The ultra-Orthodox, for example, had to deal with prejudice and discrimination over popular views of how that community was — or was not — dealing with the Covid pandemic.

One major goal “is establishing procedures to reduce conflicts between police and the community,” Zena said, and he has been working with officials on training procedures and other ways to improve relations.

Shai Fredo, a noted Ethiopian Israeli actor who is spending the semester at Clark University in Atlanta, said that having Zena in that position gives young Ethiopians confidence that there is someone in the government who is listening to their concerns.
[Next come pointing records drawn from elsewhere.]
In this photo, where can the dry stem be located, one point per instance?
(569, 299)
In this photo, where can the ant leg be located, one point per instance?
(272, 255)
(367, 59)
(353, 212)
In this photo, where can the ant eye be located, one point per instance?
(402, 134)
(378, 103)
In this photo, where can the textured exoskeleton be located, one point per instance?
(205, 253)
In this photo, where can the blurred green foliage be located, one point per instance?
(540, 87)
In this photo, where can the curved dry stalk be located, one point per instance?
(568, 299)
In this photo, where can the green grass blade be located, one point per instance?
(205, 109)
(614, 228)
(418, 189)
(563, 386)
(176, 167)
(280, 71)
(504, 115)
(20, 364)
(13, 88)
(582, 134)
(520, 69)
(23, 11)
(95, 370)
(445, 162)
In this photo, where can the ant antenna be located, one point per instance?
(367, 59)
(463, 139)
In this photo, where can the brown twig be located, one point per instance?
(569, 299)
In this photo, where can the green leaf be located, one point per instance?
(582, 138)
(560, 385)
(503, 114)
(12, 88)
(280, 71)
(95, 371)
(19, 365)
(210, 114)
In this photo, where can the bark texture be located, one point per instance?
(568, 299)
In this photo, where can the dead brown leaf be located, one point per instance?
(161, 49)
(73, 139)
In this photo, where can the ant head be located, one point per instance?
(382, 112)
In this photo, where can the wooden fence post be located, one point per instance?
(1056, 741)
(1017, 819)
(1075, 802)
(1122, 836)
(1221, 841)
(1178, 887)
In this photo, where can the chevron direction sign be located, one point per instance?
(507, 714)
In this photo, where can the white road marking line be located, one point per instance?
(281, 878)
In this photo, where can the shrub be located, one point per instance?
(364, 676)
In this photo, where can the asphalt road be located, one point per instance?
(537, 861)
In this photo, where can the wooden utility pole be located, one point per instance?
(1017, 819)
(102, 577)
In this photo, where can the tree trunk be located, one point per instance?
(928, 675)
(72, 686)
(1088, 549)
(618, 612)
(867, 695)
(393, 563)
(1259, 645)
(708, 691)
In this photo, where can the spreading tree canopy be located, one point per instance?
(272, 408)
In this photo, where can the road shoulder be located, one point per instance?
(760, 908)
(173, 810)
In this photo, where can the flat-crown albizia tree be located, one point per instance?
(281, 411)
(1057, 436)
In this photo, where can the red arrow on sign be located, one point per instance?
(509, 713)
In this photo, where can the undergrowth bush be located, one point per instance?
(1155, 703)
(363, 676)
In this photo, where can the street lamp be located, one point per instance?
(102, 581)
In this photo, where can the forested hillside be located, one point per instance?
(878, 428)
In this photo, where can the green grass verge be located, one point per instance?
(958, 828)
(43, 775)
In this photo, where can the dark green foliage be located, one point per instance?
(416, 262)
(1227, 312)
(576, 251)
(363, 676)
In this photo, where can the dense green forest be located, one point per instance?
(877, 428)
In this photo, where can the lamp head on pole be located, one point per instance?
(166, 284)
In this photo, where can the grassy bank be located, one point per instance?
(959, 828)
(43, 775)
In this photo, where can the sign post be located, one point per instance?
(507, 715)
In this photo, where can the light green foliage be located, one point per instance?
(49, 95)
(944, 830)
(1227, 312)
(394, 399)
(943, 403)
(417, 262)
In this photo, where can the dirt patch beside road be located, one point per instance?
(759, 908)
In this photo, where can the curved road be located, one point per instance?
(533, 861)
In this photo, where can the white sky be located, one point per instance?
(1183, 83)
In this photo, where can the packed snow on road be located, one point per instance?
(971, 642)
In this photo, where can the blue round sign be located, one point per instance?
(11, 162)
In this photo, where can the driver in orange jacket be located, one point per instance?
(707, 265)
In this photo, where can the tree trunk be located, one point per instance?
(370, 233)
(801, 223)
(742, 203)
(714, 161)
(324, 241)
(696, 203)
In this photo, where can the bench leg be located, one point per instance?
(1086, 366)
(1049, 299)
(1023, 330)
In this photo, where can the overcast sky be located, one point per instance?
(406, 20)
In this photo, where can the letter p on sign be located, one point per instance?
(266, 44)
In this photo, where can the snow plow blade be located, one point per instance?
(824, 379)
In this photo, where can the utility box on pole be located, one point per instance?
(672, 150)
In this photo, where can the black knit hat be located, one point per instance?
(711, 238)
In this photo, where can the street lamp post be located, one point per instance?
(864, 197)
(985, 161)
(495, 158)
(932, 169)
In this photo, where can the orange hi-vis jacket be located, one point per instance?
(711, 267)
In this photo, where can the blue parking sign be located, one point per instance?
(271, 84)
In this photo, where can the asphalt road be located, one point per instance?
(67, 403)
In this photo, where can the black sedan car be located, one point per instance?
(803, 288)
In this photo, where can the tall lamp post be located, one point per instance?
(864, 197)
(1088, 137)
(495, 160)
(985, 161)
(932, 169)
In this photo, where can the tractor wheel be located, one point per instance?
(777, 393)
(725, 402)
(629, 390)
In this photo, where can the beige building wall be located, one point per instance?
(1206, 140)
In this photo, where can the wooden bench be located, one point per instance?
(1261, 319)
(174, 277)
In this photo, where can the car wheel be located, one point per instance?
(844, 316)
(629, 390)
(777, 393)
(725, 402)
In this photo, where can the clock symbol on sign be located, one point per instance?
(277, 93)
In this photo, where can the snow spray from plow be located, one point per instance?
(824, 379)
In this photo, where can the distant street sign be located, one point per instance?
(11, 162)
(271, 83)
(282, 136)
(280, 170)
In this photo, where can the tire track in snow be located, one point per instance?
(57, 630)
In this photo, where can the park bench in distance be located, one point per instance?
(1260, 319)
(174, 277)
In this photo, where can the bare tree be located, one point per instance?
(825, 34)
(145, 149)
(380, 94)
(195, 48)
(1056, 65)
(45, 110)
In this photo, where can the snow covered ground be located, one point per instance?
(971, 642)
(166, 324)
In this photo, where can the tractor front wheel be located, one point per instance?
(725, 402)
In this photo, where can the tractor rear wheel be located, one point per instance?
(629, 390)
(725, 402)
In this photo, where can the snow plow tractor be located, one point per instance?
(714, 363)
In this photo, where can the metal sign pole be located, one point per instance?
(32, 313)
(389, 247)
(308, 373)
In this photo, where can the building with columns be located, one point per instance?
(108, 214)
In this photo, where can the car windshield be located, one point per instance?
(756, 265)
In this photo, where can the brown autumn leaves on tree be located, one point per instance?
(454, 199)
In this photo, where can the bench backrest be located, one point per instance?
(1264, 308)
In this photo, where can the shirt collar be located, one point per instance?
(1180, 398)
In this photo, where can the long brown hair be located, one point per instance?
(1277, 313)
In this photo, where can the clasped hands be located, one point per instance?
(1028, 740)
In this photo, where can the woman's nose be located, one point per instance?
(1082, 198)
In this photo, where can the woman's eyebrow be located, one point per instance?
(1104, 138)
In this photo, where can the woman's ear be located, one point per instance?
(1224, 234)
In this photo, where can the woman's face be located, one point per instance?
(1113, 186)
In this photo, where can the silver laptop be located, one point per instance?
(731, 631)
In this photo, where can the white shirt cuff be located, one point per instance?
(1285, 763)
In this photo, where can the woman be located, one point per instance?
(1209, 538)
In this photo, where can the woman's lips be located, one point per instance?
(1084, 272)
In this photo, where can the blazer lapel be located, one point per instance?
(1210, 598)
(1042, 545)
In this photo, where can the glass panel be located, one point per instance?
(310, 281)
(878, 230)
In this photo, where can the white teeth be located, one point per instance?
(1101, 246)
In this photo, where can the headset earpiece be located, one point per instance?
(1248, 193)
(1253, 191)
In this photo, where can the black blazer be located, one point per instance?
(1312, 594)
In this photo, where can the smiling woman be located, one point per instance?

“Six years ago we didn’t have an answer to this question,” Zena said. “We are doing. Israel took responsibility to eradicate racism.”

He said that Jews outside Israel “should be aware of what is happening in Israel” and deliver a message that the Israeli government should do more to eradicate racism and promote equality.” That will reflect well on world Jewry, as “the state of Israel belongs to all of us and it is our responsibility to take care of it.”

While in Atlanta, Zena visited with students from Morehouse College and Emory University, toured the King Center, met with leaders in the Atlanta Jewish community and had a luncheon with state legislators at the Capitol.

In the New York area, he led a discussion with students at Hebrew Union College-Jewish Institute of Religion, and met with a wide range of Jewish clergy from across the area.

He also met with officials from human rights commissions in New York and New Jersey, New York City Police and the New York City Office for the Prevention of Hate Crimes.

He also met with the Philos Project, which works to build bridges among the Black and American Jewish communities and Israel.